Meskipun saat ini sebetulnya ada satu pasangan independen yang siap melawan Ridwan Kamil dan Suswono, yakni pasangan yang disebut Dharma-Kun, rasanya, pasangan itu hanya akan menjadi peramai kontestasi. Bahkan, tidak sedikit yang menyebut bahwa mereka disiapkan untuk mencegah terjadinya fenomena kotak kosong. Saya tidak tahu. Yang jelas, karena PDIP punya peluang, mungkin yang akan menjadi lawan terberat pasangan yang diusung KIM Plus adalah Anies atau Ahok. Sebab secara elektabilitas mereka unggul di Jakarta. Kita tunggu saja. 


KIM Plus sendiri memang berpotensi bukan hanya akan berkoalisi di Pilkada Jakarta. KIM Plus dinilai banyak pengamat politik akan memengaruhi peta politik di Pilkada seluruh daerah di Indonesia. Pasangan yang diusung KIM Plus bisa berpotensi memiliki peluang sangat besar untuk menang. Itulah mengapa tadi malam, ketika saya berdiskusi dengan seorang teman di desa setelah acara Hadiyuan, dia mengatakan di Kabupaten Cirebon, calon Bupati yang diusung Gerindra, Wahyu Tjipta Ningsih berpotensi besar menjadi saingan berat Imron Rosyadi.

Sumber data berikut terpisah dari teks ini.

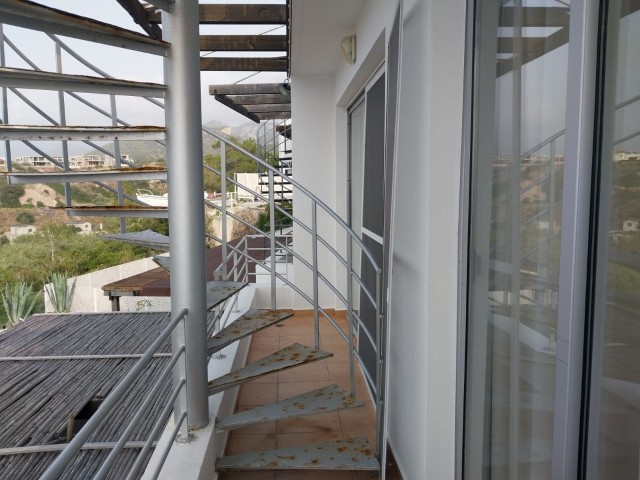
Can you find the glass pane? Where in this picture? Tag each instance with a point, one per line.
(521, 87)
(614, 430)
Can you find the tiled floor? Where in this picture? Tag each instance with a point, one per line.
(278, 386)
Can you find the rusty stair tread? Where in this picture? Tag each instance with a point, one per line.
(251, 322)
(322, 400)
(353, 454)
(289, 357)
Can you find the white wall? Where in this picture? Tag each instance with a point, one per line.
(423, 312)
(314, 117)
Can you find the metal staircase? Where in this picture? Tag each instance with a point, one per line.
(355, 454)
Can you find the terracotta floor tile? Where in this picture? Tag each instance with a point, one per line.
(258, 393)
(239, 443)
(288, 390)
(310, 475)
(285, 440)
(368, 434)
(272, 343)
(311, 372)
(287, 340)
(312, 423)
(358, 418)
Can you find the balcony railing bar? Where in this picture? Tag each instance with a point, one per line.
(67, 455)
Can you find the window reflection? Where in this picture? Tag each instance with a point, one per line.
(614, 431)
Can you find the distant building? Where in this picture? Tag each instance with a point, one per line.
(631, 225)
(84, 227)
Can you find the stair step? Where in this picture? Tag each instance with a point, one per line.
(23, 13)
(125, 174)
(288, 357)
(47, 133)
(354, 454)
(251, 322)
(20, 78)
(147, 238)
(117, 211)
(326, 399)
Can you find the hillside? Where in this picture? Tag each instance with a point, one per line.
(150, 151)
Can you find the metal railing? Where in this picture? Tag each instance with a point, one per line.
(240, 254)
(110, 403)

KIM Plus saya kira sangat digdaya. Partai-partai oposisi dan lawan mereka di Pilkada nanti mungkin harus ekstra maksimal bila ingin mengalahkan mereka. Apalagi, pemerintah, yang terang-terangan mendukung mereka juga belakangan banyak melakukan langkah politik yang selalu menghebohkan. Meski bagian dari dugaan, mundurnya Airlangga Hartarto dari jabatannya sebagai Ketua Umum Golkar, dan seterusnya menjadi hal yang dinilai tidak bisa dilepaskan dari campur tangan pemerintah. Kalau benar ada campur tangan, hal itu tentu saja menjadi kabar kurang positif bagi demokrasi dan politik di Indonesia. Sebab hal itu saya kira bisa menjadi gerbang awal semakin parahnya budaya politik dinasti, nepotisme dan kekuasaan oligarki yang kepentingannya hanya bisa dirasakan segelintir pihak.